Restructured units, new & upgraded assets
Updating on the SAF's progress in its Next Generation transformation, Dr Ng said the Army had inaugurated a new Headquarters (HQ) Sense & Strike last November.
A reorganisation of HQ Army Intelligence and HQ Singapore Artillery under the 6th Singapore Division, this new formation focuses on developing and strengthening the Army's sense and strike elements to operationalise new capabilities and fighting concepts. This will enable the Next Generation Army to see better and shoot faster with less manpower.
The RSN's new Maritime Security and Response Flotilla was also recently inaugurated on 26 Jan, strengthening its capabilities in dealing with maritime threats that have grown in scale and complexity over the years.
The flotilla currently operates four Sentinel-class Maritime Security and Response Vessels (MSRVs), which are refurbished patrol vessels. They will be replaced in due course by four new purpose-built vessels.
The RSN will also deploy platforms such as unmanned surface vessels. These vessels will complete their sea trials later this year and complement manned ships for maritime security.
Dr Ng said that the Republic of Singapore Air Force's (RSAF's) F-16 upgrade programme will see its first upgraded aircraft ready to roll out in the coming months.
The RSAF will also receive the new H225M medium-lift and CH-47F heavy-lift helicopters this year. These aircraft will replace the Super Puma and older Chinook respectively.
Four F-35 Joint Strike Fighters will be arriving around 2026 and the RSAF will start basing its fighter jets in Guam from 2029 for high-end combat training.
Combating terror & cyber threats
Even while fighting against COVID-19, "we must not be lulled into thinking that the threat of terrorism has been reduced", said Dr Ng.
He announced that MINDEF is standing up a multilateral Counter-Terrorism Information Facility (CTIF), that has begun operations despite the ongoing pandemic.
"The CTIF will bring together like-minded countries to share intelligence, provide early warning, monitoring and analysis capabilities in a centralised and coordinated manner."
On the digital front, MINDEF has set up a "Digital Factory" to fast-track the development of digital solutions, allowing the organisation to "build and deploy software up to three times faster than before".
It will also be rolling out its own MINDEF Commercial Cloud in mid-2021 to deliver more responsive administration and maintenance services for national servicemen.

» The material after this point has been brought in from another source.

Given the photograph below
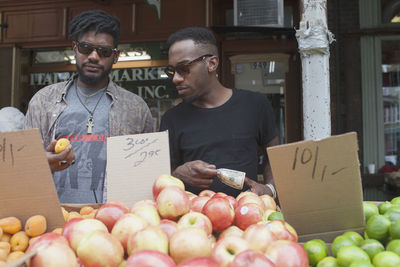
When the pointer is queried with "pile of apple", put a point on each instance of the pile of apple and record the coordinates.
(177, 228)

Classified information and functions which require enhanced security will also leverage cloud systems, but will be physically housed in MINDEF and the SAF, and separated from other day-to-day functions on the cloud, Dr Ng added.
Dr Ng also updated that the newly restructured Cybersecurity Task Force (CSTF) will strengthen MINDEF and the SAF's ability to monitor and actively seek out potential threats and aggressors in the cyber domain.
To enable more Operationally Ready National Servicemen to serve in the CSTF, MINDEF is working with academic institutions to raise their skills through various initiatives.
These include the University Work-Learn Programme with the National University of Singapore, and the Critical Infrastructure Security Showdown cybersecurity exercises with Singapore University of Technology and Design's iTrust Centre for Research in Cyber Security.
The SAF will also hire more cyber-specialists to join the task force as Regulars.
Prepared for challenges on the horizon
Dr Ng concluded that these upgrades, acquisitions and new initiatives will allow the SAF to continue to "protect Singapore's interests and the well-being of Singaporeans despite the uncertainty and risks in our region and globally".
"We must (emerge stronger) if we are to secure our defence for another generation."